В то время, когда в Лувре шел этот зловещий совет, свидетелями которого были и наши читатели, оба Пардальяна спали бок о бок на охапке соломы в камере тюрьмы Тампль. Именно сегодня утром, то есть в субботу 23 августа, к ним должны были применить допрос с пристрастием. А это означало смертный приговор…

И какая страшная смерть ждала их! Раздробленные кости; плоть, истерзанная раскаленными щипцами; ноги, зажатые в смертельных тисках с такой силой, что лопались вены и брызгала кровь… Допрос должен был начаться в десять утра. А Пардальяны спали!..

Прошло уже шесть дней с того момента, как в камеру привели шевалье. Никаких новых известий пленники не получали. Монлюк к ним не заходил, может, пьяница-комендант вообще забыл о них. Даже тюремщика они не видели, потому что еду и воду подавали через дыру в двери, у самого пола. Первые три дня шевалье все искал способ бежать, хотя отец и убеждал его, что это невозможно. Жан простучал стены: они были так толсты — пять-шесть футов, — что исключали всякую возможность побега. Их бы год пришлось долбить, чтобы сделать лаз. Да и лаз вывел бы пленников разве что в соседнюю камеру… Окошечко, пропускавшее скудный свет, размещалось так высоко, что дотянуться до прутьев решетки заключенные не могли. Толстая дубовая дверь была окована железом и утыкана гвоздями.

Шевалье понял, что силой тут ничего не сделать, и подумал о хитрости. Как-то вечером, улегшись ничком на пол, он подозвал через отверстие в двери часового и предложил тому пятьсот экю золотом, если солдат поможет им выбраться из тюрьмы. Жан был уверен: маршал де Монморанси заплатит. Но часовой ответил, что господин де Монлюк никому не доверяет и хранит при себе ключи от камер. Кроме того, имей солдат эти ключи, он все равно, за все золото мира, не помог бы заключенным бежать: ему собственная голова дороже денег.

— Вот видишь? — заметил Пардальян-старший. — Раз уж жить нам осталось два-три дня, проживем их спокойно. Ну почему ты не послушался меня, шевалье!
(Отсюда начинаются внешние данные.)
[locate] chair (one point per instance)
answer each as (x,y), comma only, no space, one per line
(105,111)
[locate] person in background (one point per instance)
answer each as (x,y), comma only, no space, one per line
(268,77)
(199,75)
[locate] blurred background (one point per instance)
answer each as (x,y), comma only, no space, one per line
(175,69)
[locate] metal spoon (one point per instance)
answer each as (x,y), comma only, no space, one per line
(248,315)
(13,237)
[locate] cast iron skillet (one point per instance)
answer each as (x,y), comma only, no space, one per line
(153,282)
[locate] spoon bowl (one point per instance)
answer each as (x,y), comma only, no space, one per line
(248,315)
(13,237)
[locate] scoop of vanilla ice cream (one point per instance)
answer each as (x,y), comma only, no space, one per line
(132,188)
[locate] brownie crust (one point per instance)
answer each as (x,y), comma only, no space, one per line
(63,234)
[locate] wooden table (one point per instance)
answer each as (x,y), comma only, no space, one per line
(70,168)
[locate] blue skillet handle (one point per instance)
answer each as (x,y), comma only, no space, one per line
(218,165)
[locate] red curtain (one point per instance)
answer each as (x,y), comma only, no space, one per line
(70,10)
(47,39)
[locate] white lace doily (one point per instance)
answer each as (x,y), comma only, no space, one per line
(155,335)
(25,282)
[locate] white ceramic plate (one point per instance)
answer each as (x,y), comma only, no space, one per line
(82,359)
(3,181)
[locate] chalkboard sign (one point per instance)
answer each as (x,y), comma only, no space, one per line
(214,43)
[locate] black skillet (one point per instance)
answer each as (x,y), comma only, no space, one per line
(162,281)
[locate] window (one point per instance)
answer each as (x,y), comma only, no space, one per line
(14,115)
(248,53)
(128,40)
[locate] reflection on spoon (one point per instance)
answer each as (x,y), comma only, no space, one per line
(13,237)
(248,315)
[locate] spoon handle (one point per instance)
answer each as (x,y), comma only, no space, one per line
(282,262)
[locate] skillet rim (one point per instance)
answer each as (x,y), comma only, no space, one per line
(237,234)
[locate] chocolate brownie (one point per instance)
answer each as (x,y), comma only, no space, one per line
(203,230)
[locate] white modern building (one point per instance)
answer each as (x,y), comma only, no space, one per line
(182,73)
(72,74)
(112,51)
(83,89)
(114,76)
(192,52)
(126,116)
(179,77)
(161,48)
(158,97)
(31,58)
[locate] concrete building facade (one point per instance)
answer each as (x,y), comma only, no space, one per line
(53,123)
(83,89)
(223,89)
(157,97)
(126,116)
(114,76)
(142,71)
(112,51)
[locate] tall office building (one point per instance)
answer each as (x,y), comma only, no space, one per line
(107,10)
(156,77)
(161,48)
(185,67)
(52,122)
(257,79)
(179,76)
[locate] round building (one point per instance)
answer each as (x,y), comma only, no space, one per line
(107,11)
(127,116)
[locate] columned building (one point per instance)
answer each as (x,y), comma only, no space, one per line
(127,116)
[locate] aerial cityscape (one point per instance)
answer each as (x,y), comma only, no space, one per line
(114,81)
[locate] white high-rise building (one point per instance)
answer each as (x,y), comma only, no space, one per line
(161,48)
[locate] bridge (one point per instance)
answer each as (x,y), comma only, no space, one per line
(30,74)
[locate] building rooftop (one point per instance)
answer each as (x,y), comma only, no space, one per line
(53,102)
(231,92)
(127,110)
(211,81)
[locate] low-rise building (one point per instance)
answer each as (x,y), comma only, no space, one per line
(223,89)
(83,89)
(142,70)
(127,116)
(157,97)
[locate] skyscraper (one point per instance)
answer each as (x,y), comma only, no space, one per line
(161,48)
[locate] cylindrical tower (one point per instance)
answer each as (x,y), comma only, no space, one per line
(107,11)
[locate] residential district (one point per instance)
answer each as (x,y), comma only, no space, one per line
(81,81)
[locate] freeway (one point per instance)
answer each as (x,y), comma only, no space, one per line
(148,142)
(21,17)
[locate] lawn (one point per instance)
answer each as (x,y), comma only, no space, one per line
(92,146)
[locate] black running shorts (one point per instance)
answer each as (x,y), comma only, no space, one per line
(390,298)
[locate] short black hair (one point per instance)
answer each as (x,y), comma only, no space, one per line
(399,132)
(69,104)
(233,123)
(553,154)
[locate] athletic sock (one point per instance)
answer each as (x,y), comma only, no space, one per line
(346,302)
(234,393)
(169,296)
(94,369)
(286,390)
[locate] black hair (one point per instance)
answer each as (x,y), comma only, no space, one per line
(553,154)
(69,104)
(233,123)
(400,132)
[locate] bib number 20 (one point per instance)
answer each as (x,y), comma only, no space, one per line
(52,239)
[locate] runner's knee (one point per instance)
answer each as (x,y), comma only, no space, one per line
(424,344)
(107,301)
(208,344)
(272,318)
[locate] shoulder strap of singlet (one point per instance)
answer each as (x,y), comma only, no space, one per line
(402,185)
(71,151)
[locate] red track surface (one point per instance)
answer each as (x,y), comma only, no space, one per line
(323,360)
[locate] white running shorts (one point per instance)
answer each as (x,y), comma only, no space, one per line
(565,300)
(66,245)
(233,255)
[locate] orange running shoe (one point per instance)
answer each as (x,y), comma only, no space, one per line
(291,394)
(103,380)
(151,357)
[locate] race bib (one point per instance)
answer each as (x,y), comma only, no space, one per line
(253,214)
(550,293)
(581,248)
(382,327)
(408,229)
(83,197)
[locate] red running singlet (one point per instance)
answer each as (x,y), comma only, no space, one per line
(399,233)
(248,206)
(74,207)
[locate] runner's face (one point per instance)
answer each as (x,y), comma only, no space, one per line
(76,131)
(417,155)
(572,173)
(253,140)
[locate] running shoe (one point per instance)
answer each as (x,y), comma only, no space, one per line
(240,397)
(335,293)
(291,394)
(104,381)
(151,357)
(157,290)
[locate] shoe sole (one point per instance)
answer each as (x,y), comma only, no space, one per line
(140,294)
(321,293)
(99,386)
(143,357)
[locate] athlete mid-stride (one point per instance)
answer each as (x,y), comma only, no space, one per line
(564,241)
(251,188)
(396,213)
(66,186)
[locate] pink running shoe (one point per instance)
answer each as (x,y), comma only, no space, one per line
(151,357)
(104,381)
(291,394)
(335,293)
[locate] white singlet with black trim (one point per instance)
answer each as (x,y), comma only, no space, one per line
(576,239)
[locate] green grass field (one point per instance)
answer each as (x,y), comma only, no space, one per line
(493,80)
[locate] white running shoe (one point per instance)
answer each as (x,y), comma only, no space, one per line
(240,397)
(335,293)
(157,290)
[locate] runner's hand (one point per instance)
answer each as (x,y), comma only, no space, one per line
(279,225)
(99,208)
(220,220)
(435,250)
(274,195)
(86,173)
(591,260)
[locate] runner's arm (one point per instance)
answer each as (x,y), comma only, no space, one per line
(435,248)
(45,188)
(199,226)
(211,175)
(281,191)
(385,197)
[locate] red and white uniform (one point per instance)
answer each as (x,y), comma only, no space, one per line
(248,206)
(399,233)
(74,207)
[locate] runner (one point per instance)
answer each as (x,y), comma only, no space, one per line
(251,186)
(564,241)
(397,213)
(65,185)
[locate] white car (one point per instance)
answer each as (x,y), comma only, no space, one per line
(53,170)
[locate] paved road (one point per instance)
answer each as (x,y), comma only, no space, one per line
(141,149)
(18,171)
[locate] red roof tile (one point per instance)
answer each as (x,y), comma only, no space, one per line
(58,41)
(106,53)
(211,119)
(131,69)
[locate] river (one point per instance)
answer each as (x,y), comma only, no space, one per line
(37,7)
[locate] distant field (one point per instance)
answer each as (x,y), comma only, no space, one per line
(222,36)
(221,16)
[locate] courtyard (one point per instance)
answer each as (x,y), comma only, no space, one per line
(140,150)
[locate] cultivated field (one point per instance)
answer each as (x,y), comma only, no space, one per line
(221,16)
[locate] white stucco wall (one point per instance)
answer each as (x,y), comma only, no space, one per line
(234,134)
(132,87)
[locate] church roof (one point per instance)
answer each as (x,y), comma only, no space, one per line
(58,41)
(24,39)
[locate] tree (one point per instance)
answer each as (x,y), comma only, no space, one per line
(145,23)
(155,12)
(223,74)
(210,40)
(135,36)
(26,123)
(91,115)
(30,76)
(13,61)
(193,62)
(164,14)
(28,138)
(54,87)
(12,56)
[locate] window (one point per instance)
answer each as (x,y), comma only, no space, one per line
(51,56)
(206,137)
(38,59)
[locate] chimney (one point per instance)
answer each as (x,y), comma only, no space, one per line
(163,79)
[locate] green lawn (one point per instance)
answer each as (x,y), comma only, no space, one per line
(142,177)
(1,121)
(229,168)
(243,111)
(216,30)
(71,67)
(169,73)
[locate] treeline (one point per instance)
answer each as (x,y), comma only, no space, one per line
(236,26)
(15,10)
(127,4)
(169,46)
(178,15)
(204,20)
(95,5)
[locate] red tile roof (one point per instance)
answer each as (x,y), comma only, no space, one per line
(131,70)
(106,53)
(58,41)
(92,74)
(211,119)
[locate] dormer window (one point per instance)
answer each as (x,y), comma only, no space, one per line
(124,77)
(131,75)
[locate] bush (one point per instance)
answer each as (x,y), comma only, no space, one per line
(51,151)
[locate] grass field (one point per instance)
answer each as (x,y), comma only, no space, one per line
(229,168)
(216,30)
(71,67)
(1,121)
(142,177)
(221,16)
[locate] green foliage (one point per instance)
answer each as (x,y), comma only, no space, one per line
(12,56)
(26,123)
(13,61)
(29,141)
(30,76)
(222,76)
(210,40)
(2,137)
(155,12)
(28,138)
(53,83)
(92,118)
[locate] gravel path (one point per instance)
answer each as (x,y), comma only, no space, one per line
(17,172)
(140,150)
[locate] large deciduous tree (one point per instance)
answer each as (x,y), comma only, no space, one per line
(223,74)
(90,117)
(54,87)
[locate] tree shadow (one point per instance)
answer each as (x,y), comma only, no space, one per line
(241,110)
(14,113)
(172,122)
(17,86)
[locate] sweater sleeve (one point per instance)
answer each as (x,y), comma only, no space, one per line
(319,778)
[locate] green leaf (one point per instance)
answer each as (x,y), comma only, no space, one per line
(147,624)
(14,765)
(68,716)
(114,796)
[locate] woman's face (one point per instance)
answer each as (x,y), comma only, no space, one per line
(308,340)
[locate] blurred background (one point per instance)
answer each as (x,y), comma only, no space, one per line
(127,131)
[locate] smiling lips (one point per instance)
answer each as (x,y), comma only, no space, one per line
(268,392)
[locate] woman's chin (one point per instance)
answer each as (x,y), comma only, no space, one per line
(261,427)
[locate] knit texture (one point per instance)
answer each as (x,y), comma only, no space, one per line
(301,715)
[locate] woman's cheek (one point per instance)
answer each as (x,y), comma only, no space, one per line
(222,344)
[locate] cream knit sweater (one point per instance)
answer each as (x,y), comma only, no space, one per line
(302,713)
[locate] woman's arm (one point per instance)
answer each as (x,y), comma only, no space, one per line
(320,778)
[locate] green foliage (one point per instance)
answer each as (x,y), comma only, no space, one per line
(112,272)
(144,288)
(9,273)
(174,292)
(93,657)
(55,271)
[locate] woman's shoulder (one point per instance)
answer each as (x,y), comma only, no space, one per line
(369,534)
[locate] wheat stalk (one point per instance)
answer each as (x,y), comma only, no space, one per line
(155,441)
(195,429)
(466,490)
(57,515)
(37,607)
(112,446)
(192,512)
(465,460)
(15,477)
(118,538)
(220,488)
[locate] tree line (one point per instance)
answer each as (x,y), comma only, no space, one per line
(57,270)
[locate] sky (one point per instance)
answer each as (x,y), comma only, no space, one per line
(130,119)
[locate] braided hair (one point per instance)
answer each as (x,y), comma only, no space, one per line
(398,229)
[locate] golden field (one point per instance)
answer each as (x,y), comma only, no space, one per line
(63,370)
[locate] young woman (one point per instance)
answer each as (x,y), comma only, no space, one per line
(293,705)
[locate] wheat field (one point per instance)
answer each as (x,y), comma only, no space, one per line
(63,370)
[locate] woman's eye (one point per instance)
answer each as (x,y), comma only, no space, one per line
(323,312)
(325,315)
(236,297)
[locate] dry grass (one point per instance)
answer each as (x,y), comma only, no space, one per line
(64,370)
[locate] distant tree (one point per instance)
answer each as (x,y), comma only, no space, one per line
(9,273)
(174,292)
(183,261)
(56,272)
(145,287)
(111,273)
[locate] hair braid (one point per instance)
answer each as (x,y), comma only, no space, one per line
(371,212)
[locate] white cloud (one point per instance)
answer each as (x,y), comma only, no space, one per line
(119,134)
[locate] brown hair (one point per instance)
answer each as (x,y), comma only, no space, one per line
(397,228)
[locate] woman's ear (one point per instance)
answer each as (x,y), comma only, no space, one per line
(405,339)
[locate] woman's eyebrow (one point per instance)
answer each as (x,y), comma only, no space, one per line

Я же тебе советовал уехать… Ну что теперь вздыхать… Умирать-то никому не хочется…

— Вы правы, отец. Умирать я не хочу, — без обиняков сказал шевалье. — Признаюсь, я люблю жизнь. Кроме того, мне кажется, что судьба предназначала меня для чего-то великого, а я лишь сделал первые шаги на этом пути. Я бы хотел стать человеком цельным и достойным, чей долг — защитить слабого и наказать злодея… я бы странствовал по свету, радуясь, что рука моя тверда, помыслы чисты, а разум ясен…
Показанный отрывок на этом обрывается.